Ai Editorial: Managing 3D Secure

Managing 3D Secure- it’s a balancing act

Be it for optimizing security or sustaining favorable conversion rates, airlines need to plan for 3D Secure as part of their customer payment experience initiative, says Ritesh Gupta, Airline Information Correspondent

How to counter mobile fraud? How to make sure the conversion rate doesn’t go down owing to checkout abandonment? These are two key questions that airlines often mull over as they review the performance of their mobile portfolio.

In this context, one needs to careful with traditional 3D Secure, considering that fact that an extra step during the online payment process is added to ensure that the real user is using the card.

Traditionally, online merchants have adopted a binary view to 3D Secure; implement it across all transactions, or don’t implement it at all.

However, both of these approaches have problems. If you apply 3D Secure to all transactions, conversion will suffer, and if you don’t apply it at all, fraud will still be a factor, says Sander Maertens, VP Airlines and Travel, Adyen.

No doubt 3D Secure offers solid protection, however it does add a complication into the checkout for the consumer. As it emerges, experience on a desktop is sub-par and on a mobile it’s even worse. There are other issues that need to be addressed - very slow reaction from schemes and banks to address problem; some merchants live with the poor experience to maintain liability shift enjoyed from 3D Secure transactions; and many merchants have requested that 3D Secure be disabled for all mobile transactions.

It also needs to be considered that there are markets – like India – where 3D Secure is the norm, and so consumers expect it, says Madrid, Spain-based Celia Pereiro, head of payments at Amadeus.

“In these markets, and specifically in India, 3D Secure actually increases adoption. However, in the majority of markets the additional security can have a negative impact on conversion so airlines should be pragmatic about implementing 3D Secure; it may make sense, for example, to direct transactions which have been identified as suspect by the airline’s fraud management system to 3D Secure as a final check before rejecting the transaction outright. In this way, 3D Secure could be used to increase the conversion rate,” says Pereiro.

Optimal approach

Airlines and travel e-commerce companies need to assess their data by evaluating the value of transactions plus closely evaluate chargebacks. Accordingly, the transaction value limit can be finalized above which 3D Secure can be utilized as an extral layer of security to prevent fraud. As for RoI, positive results can be viewed as hike in revenue and reduction in chargebacks over a period of time.

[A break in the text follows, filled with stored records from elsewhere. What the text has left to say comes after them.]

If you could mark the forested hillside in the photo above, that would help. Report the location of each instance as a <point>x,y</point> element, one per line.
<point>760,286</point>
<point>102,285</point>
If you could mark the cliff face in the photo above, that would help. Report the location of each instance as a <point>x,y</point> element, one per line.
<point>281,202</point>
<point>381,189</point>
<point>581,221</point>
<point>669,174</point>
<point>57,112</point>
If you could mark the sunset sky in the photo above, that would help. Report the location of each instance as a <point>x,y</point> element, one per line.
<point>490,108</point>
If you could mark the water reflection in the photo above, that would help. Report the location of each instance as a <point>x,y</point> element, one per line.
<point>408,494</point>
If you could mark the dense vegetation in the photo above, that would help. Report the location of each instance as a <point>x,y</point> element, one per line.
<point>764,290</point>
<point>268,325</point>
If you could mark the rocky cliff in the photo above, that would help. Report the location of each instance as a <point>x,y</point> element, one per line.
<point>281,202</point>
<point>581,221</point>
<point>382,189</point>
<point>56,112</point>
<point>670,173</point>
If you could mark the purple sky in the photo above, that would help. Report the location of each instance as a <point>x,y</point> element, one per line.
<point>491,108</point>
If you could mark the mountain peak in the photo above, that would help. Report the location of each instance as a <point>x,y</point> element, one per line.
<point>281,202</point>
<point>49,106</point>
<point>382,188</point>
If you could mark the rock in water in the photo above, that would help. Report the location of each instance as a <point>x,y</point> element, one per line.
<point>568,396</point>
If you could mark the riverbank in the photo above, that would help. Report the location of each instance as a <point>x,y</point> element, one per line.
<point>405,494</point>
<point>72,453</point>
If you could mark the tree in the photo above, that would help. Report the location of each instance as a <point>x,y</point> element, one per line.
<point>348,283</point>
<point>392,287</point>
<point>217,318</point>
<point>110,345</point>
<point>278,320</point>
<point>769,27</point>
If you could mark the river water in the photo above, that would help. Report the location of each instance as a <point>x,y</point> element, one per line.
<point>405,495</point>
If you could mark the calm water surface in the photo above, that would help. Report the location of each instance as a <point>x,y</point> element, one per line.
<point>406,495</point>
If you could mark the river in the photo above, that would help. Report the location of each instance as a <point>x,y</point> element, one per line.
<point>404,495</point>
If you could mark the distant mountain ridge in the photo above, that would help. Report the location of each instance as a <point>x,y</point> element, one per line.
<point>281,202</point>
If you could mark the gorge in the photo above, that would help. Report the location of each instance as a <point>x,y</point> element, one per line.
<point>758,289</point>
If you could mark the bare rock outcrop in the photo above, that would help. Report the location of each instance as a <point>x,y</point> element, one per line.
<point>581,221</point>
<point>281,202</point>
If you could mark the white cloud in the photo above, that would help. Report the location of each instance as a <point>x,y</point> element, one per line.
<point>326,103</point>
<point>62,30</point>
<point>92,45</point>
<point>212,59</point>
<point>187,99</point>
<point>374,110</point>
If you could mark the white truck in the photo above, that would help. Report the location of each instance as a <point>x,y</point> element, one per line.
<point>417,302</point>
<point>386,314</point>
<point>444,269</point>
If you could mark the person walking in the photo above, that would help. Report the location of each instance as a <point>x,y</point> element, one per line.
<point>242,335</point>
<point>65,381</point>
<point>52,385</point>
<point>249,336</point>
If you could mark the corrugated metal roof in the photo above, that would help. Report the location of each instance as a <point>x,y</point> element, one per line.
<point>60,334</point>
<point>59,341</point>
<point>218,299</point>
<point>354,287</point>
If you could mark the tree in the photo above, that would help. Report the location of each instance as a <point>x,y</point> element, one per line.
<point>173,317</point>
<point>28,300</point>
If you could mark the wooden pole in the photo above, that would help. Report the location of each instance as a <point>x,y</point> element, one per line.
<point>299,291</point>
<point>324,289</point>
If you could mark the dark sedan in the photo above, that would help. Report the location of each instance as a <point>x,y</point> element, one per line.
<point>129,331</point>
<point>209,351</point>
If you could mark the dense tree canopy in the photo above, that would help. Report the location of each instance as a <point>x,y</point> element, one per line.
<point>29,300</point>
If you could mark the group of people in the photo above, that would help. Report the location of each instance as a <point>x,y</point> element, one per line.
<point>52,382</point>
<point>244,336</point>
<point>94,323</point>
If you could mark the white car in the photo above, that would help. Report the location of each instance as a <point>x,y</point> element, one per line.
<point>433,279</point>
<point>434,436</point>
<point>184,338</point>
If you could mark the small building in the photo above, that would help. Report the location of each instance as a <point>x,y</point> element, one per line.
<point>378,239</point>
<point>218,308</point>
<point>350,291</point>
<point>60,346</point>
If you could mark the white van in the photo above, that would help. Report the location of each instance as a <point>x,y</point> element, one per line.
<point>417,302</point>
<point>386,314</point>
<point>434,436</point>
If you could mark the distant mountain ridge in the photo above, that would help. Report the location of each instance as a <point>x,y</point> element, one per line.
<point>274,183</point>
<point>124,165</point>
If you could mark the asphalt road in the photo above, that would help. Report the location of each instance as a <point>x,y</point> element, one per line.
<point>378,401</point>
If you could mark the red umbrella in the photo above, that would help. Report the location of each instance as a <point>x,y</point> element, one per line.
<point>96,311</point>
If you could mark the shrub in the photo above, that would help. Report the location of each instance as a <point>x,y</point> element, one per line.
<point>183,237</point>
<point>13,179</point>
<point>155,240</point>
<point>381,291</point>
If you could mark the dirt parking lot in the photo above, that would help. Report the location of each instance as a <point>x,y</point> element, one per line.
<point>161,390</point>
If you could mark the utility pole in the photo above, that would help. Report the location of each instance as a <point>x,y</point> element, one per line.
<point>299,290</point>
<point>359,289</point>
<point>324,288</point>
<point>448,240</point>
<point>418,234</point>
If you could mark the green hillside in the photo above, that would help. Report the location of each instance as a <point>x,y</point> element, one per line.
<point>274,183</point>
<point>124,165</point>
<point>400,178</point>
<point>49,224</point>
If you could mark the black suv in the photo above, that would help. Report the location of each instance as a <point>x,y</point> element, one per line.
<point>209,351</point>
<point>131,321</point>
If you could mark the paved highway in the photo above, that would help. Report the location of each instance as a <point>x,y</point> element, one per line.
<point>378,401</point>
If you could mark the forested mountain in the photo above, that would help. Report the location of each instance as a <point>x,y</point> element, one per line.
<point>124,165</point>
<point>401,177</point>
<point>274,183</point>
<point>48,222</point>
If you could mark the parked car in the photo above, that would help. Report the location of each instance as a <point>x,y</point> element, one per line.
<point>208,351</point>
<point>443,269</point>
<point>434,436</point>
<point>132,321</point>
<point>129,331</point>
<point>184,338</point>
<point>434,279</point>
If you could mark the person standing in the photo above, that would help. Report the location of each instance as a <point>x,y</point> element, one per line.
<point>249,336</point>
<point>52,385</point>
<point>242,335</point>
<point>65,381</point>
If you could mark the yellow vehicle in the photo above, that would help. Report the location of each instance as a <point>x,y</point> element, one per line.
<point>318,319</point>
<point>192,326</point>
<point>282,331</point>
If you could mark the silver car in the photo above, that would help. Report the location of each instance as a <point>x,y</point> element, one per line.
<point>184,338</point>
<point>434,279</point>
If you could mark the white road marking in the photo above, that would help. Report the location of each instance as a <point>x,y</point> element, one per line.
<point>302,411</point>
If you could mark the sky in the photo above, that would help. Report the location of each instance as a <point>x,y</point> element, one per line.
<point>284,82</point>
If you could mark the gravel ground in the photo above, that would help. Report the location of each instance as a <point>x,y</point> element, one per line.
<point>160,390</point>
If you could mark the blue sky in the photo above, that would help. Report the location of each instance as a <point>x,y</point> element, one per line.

Also, airlines can  integrate with fraud management tool to organize and work out the 3D Secure arrangement, lets say for local markets, in the backoffice. As for the customer experience, one can opt when to authenticate,   manage what a user sees, and embed authentication in the checkout.

Rather than having a binary view – either being in favour of preventing fraud or not hindering the customer payment experience by avoiding 3D Secure altogether, there is a third possibility.  

“(One can) selectively apply 3D Secure only to high-risk transactions, based on data customized to the airline. The way to do this is to dynamically assess and rank a transaction’s risk score on a scale from low to high, and then trigger 3D Secure only for the high-risk transactions,” recommends Maertens.

This means airlines can avoid routing genuine customers through 3D Secure, ensure a smoother payment flow, and minimize the potential conversion impact. By making 3D Secure a dynamic part of the payment flow, it becomes an asset rather than a conversion killer.

There are offerings that allows airlines to flexibly route transactions according to an intelligent set of business rules which is defined with the customer; these business rules allows airlines to avoid the authentication based on specific parameters, for example, frequent flyer passengers. So airlines can control which transactions are authenticated via a specific rules engine.  This can be categorized depending on the total sum of transaction, SKUs, IP or device used etc.

 

Travel companies cant really abandon 3D Secure, rather they need to plan diligently.

As Adyen recommends, airlines should evaluate aspects that are quite risky for operations, and contemplate automating 3D Secure as an additional security layer only for such transactions.

Also, as witnessed in the past, one can come across a lofty drop-off rate on 3D Secure transactions in case buyers are worried, considering is a security threat. So airlines should engage buyers on the security benefits wherever they can.